Optimization and Model Order Reduction in Circuit Design
G. Gangemi (STMicroelectronics)
While during the last decades the great enhancements in the field of digital design methodologies and tools have allowed to design larger digital circuits in less time, the analog circuit design methods have not progressed at the same rate. The design of analog electrical circuits needs electronic engineers with a long experience and a wide knowledge of the theories that rule this kind of circuits. However, experimental optimization tools exist; they search the space of solutions for optimal configurations of variables sets, given a circuit netlist provided by the designers. Typical analog integrated circuit optimization problems are computationally hard and require the handling of multiple, conflicting, and non-commensurate objectives having strong nonlinear interdependence. In general it is possible to reformulate integrated circuit design as constrained multi-objective optimization problems defined in a mixed integer/discrete/continuous domain. The hereby employed traditional numerical techniques are becoming too much time-consuming for circuits of industrial complexity. The long computation time required for the optimization of a complete circuit cannot be tolerated especially in the early design stages. For tackling this complexity problem model reduction methods are a promising approach in order to achieve a faster performance evaluation in order to obtain more robust devices within a more efficient design process.

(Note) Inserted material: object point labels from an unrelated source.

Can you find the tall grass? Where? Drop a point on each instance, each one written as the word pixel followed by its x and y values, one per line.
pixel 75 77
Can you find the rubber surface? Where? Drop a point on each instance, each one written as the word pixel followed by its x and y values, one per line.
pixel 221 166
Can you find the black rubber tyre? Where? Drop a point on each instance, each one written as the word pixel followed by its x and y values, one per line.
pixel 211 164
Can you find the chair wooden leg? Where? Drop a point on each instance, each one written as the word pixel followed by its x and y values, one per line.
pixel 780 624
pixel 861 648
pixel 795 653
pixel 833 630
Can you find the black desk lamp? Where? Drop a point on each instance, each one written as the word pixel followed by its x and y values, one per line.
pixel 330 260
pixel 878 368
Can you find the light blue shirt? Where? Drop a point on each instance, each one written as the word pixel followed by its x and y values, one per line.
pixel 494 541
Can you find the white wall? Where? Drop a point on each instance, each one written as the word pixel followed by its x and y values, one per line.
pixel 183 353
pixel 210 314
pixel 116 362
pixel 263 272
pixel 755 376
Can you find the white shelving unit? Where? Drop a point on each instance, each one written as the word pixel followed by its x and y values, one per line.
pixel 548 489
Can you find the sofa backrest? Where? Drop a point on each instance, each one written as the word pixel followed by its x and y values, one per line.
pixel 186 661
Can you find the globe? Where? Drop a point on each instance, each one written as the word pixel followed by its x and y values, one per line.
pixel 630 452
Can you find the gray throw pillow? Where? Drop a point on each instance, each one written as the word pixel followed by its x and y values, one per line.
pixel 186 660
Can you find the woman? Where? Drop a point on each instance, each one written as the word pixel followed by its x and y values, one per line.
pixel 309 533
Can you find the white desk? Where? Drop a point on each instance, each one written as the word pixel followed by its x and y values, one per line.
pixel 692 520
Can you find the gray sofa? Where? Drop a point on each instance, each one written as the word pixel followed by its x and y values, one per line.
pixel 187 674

This minisymposium focusses on the usage of model reduction techniques in combination with optimization methods. The results are developed in the EU Marie Curie projects SymTecO (Symbolic Techniques for Circuit Optimization) and O-Moore-Nice! (Operational Model Order Reduction for Nanoscale IC Electronics).
Both projects address Transfer of Knowledge on Mathematics for Industry
The topic is also an activity of the ECMI Special Interest Group on Scientific Computing for Electronics Industry.